Todo ocurre en un escenario donde el presidente Gustavo Petro y el mandatario estadounidense Donald Trump habrían acordado, tras una llamada reciente, acciones conjuntas contra el ELN en la frontera colombo-venezolana —una región porosa donde la guerrilla suele buscar refugio— según informó el ministro del Interior, Armando Benedetti.

Frente a esta coyuntura, el ELN emitió un comunicado calificando las posibles acciones conjuntas como “agresiones imperialistas” y planteó una propuesta política innovadora. Demandó que la actual campaña electoral, que incluye elecciones legislativas el 8 de marzo y presidenciales el 31 de mayo, se convierta en el escenario propicio para debatir un pacto que incluya a “toda la sociedad”, y que se consolide durante el próximo gobierno como un mandato constitucional.

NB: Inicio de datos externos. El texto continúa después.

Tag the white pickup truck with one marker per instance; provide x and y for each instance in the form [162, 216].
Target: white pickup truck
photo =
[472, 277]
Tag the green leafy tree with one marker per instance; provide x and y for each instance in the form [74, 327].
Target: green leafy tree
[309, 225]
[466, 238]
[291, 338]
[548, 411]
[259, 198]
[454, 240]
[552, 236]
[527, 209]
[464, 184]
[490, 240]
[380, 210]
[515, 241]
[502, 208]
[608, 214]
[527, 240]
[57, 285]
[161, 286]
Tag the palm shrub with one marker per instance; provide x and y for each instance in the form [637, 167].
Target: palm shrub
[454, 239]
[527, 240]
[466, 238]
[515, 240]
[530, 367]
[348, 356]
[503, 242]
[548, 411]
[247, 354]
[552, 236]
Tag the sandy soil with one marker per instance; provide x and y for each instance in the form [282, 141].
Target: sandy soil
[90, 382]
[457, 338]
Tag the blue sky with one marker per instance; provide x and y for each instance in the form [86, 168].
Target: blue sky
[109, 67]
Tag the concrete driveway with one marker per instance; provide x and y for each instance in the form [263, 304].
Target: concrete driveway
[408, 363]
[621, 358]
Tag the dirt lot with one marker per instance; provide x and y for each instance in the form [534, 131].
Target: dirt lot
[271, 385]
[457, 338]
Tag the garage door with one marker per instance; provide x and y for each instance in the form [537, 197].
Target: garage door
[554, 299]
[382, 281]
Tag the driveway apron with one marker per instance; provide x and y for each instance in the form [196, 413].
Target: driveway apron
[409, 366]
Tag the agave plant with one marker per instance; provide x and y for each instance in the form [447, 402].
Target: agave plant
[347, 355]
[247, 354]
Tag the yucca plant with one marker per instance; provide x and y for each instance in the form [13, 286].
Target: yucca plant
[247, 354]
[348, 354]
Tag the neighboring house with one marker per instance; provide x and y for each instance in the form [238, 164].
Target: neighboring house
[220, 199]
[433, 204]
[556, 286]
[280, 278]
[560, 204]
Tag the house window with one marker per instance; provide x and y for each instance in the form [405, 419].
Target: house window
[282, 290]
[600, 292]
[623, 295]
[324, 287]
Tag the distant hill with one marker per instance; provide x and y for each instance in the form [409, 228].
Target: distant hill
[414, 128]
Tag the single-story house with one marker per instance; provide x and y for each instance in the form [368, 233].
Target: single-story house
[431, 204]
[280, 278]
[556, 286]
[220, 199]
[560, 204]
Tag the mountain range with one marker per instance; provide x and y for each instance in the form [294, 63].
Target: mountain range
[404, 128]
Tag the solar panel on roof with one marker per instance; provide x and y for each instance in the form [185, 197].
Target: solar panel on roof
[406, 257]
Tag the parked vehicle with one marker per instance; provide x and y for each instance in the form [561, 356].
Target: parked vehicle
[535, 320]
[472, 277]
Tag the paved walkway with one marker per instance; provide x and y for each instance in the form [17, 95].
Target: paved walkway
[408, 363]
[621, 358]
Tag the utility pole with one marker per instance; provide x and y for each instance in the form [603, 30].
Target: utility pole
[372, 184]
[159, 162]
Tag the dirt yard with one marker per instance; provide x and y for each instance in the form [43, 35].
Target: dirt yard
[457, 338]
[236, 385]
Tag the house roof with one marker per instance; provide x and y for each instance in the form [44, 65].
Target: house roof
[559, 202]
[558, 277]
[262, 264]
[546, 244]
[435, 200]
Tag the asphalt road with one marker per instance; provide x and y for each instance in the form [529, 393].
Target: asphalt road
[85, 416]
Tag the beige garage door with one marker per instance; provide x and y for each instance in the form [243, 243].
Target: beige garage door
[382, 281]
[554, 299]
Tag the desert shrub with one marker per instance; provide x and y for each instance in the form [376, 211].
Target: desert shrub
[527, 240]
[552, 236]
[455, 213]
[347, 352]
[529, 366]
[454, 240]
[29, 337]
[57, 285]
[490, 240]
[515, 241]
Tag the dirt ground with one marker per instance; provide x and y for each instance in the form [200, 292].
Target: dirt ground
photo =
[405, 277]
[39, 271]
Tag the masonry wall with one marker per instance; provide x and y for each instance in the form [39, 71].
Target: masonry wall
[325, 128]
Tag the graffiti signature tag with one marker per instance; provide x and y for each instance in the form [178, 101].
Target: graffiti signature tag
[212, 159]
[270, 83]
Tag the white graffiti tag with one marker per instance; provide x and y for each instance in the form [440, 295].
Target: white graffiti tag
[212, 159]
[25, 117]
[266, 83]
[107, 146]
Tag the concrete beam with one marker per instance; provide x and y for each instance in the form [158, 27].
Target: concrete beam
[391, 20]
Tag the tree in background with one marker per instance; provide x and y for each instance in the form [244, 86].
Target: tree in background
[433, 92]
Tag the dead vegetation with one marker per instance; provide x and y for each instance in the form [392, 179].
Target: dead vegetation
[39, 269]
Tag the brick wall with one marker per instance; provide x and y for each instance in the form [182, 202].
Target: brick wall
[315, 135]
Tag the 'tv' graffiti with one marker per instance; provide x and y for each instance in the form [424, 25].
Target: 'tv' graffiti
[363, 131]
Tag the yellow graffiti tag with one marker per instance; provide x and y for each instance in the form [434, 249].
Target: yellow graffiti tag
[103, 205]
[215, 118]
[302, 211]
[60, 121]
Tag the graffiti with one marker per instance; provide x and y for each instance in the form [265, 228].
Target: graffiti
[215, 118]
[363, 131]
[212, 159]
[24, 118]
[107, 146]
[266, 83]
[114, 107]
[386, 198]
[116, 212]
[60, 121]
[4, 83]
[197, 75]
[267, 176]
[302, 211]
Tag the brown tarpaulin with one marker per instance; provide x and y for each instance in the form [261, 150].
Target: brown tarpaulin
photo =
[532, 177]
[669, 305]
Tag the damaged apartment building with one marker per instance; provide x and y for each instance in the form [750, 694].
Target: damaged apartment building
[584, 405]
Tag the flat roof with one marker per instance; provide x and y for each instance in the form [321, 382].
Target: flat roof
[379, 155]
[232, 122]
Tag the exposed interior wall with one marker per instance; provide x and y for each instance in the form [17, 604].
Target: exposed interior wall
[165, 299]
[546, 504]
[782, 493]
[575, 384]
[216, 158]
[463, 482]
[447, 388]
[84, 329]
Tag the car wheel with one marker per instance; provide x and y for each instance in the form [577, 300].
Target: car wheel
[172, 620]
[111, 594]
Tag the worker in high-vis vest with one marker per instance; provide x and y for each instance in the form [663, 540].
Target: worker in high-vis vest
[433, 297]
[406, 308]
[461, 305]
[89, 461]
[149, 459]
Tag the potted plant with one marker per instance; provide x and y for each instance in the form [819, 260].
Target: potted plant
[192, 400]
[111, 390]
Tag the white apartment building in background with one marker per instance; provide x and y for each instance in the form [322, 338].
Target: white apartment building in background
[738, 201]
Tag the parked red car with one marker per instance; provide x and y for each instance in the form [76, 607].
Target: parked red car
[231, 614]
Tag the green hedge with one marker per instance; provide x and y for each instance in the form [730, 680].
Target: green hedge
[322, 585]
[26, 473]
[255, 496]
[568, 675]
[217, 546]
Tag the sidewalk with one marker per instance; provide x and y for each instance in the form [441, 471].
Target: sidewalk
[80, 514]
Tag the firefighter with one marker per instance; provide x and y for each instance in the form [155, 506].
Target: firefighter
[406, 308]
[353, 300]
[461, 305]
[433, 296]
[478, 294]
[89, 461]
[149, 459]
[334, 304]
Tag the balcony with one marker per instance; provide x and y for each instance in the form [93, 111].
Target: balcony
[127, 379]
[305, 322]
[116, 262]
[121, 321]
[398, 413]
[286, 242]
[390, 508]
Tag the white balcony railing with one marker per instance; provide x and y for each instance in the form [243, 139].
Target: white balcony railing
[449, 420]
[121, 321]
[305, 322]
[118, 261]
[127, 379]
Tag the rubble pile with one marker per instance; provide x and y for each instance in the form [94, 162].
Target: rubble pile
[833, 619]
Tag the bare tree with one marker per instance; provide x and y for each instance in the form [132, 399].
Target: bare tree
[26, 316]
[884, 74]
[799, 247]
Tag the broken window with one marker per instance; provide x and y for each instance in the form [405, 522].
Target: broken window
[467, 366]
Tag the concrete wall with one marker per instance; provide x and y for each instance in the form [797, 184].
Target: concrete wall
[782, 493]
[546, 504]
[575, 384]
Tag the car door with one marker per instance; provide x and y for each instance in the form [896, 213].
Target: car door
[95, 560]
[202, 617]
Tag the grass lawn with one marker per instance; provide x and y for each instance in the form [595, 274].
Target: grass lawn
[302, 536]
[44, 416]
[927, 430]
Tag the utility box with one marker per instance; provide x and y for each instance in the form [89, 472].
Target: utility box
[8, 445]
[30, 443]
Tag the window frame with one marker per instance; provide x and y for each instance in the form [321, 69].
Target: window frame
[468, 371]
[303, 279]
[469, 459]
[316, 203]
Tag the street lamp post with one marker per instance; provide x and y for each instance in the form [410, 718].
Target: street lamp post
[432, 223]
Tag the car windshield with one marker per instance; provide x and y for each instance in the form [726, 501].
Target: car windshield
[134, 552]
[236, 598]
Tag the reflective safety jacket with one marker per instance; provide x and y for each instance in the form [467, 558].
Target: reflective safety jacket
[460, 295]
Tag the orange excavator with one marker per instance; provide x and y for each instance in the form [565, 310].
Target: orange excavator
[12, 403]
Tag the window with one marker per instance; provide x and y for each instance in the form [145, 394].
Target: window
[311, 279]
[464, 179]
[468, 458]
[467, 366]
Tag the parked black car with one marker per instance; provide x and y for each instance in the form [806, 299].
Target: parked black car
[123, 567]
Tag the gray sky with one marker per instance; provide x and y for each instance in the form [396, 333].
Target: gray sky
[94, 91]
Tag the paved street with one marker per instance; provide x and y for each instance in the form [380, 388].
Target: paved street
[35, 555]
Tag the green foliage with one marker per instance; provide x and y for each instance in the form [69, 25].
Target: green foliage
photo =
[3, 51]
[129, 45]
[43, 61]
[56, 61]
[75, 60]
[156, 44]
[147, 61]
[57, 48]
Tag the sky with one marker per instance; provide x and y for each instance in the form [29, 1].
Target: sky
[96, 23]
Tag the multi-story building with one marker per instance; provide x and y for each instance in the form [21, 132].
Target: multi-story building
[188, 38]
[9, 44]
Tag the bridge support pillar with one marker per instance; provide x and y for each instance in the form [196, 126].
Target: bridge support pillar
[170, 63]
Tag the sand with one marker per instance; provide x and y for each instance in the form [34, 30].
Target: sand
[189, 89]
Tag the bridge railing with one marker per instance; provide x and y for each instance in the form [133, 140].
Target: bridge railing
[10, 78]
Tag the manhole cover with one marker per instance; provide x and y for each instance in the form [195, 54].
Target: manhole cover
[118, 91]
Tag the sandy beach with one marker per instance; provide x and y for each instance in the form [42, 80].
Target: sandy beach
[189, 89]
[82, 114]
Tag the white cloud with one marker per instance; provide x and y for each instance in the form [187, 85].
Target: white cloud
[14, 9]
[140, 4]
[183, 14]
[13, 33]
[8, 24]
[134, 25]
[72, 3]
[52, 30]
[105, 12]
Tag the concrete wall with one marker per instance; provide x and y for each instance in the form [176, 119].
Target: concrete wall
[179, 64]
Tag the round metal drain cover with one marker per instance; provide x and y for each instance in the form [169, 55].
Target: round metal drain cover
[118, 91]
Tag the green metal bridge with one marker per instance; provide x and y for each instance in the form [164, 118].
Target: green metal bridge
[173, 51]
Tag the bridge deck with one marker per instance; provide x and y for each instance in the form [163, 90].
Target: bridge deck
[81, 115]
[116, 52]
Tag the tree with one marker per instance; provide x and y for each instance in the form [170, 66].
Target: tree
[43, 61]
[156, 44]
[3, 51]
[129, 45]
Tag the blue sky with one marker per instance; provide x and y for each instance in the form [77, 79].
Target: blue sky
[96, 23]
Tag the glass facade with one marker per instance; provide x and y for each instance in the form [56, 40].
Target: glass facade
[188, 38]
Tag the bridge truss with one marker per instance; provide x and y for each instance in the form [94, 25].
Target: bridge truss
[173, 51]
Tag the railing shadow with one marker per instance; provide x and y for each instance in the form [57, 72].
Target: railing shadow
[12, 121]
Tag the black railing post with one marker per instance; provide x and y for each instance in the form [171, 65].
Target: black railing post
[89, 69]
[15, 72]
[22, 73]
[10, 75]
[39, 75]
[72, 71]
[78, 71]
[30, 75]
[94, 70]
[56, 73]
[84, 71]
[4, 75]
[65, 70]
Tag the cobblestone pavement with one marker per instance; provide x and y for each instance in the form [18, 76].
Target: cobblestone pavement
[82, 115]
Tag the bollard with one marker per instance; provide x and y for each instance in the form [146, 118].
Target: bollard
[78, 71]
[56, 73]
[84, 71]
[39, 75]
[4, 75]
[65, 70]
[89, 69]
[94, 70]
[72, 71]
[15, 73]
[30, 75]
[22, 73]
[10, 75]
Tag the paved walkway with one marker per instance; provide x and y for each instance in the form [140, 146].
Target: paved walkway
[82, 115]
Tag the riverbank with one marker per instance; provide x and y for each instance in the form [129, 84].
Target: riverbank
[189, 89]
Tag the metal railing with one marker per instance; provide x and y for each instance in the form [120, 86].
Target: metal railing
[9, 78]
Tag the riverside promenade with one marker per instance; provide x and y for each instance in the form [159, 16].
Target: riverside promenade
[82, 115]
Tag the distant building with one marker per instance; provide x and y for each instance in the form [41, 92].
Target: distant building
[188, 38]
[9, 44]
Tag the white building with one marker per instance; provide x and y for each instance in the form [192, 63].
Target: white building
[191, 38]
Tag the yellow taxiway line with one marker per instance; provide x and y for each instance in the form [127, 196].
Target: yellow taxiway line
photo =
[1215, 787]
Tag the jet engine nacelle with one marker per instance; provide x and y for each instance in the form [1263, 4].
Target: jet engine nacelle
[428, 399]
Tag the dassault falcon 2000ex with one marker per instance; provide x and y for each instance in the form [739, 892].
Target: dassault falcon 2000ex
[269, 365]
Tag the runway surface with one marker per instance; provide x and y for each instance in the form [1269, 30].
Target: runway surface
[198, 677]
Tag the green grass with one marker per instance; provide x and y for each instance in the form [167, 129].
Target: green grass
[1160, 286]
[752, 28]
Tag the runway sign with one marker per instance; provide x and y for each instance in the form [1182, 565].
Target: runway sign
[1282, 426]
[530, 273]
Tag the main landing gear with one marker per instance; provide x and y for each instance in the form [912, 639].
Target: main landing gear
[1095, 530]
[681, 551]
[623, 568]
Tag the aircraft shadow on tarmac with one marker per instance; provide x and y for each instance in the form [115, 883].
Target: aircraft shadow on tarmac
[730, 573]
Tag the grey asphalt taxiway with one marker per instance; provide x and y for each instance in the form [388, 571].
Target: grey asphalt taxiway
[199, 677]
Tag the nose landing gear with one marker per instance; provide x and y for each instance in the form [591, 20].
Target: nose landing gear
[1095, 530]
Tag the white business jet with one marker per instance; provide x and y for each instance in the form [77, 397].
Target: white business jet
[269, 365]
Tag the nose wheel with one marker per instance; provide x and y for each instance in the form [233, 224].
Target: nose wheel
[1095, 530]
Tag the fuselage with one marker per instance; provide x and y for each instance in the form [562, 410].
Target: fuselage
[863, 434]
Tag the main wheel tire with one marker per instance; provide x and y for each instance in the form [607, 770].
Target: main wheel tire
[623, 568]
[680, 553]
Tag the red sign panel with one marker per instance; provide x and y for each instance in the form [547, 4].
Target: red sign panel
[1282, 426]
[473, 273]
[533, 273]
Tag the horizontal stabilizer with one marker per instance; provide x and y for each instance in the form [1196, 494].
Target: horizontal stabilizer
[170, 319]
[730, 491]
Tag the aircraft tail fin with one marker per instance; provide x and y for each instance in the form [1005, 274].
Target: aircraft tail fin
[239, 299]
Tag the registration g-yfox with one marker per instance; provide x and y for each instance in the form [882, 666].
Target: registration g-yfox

Entre los ejes principales de este acuerdo se destacan:

●            Soberanía nacional y popular: blindar a Colombia de injerencias externas, en particular de Estados Unidos.

●            Erradicación de pobreza, persecución política, corrupción y paramilitarismo.

●            Nuevo modelo económico: que atienda necesidades reales de las comunidades.

●            Protección ambiental y transición energética justa.

●            Enfoque comunitario en la lucha contra el narcotráfico.

●            Reestructuración de las Fuerzas Armadas: que sean garantes de derechos y diversidad política, y no instrumentos de represión.

La propuesta tiene una clara intencionalidad política: mostrarse como un actor central en el debate sobre soberanía y construcción de paz, cuestionando el rol de Estados Unidos y su influencia en la región. Sus palabras reflejan una estrategia para endurecer su posición negociadora, apelando a la opinión pública y presionando al próximo gobierno a asumir su agenda.

Este nuevo escenario abre interrogantes sobre la viabilidad de un diálogo incluyente y un pacto de Estado. Será clave el papel de otros actores: el próximo gobierno, la oposición, organizaciones sociales y la sociedad civil. ¿Podrá Colombia aprovechar esta propuesta como una oportunidad histórica para cerrar heridas y construir una paz integral?